What was God up to these days?
Habakkuk wanted to know. As His prophet who shared God’s heart and burden for His people, he asked God, Himself, for an explanation. Lord, your people pervert justice and promote violence. It’s really awful down here. Why do you let their sin go unanswered? Habakkuk essentially prayed.
He wasn’t prepared for the answer. You wouldn’t believe the work I’m doing in your days, Habakkuk, God replied. Then He unveiled His plan to use evil Babylon to bring His people to their knees. Under intense, enemy oppression, His people would finally break and return to Him.
Now Habakkuk had another question. Why Babylon? Would a holy God actually use something as evil as the Babylonian nation to redeem His people? Habakkuk was incredulous. Then God helped him see.
God’s supremacy knows no bounds. He works through unbelieving hearts as well as His own people’s to accomplish His will. Every circumstance in and under heaven bends to His decree. Though God is never the author of evil, even the worst wickedness we could conceive can be turned in God’s hand toward eternal redemption and glory.
The truth set Habakkuk free. Judah’s impending judgment would not be the end—only the means to God’s ultimate end of reconciliation and joy. Through pain, the people would see their need for a Savior, One whom God had already pledged to send. Though he knew captivity was bitter, Habakkuk could already taste the sweetness of God’s salvation.

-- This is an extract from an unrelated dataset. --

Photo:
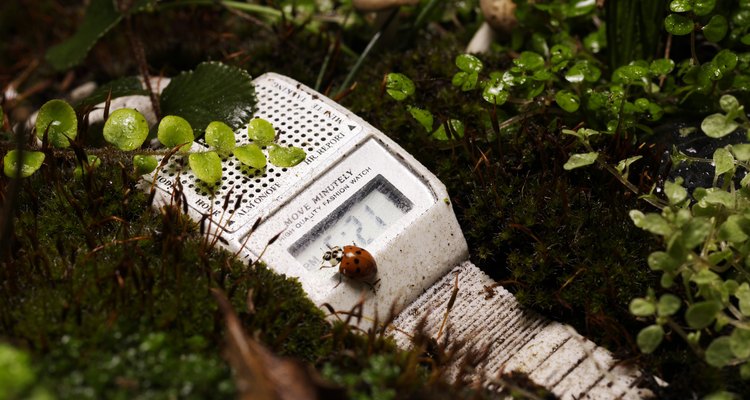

Habakkuk’s truth has helped believers through history make sense of Christ’s cross. Such a horrible crucifixion begs the same question, “Would God use man’s worst sin to make way for a beautiful reunion of His people?” Seeing the effects of Christ’s perfect sacrifice, God’s children emphatically answer, “Yes!” God’s wisdom and ways are not our own. They are infinitely better. We can rest in joy and confidence in His divine power and purpose that all things truly do work for the good of those who love God, who are called according to His purpose.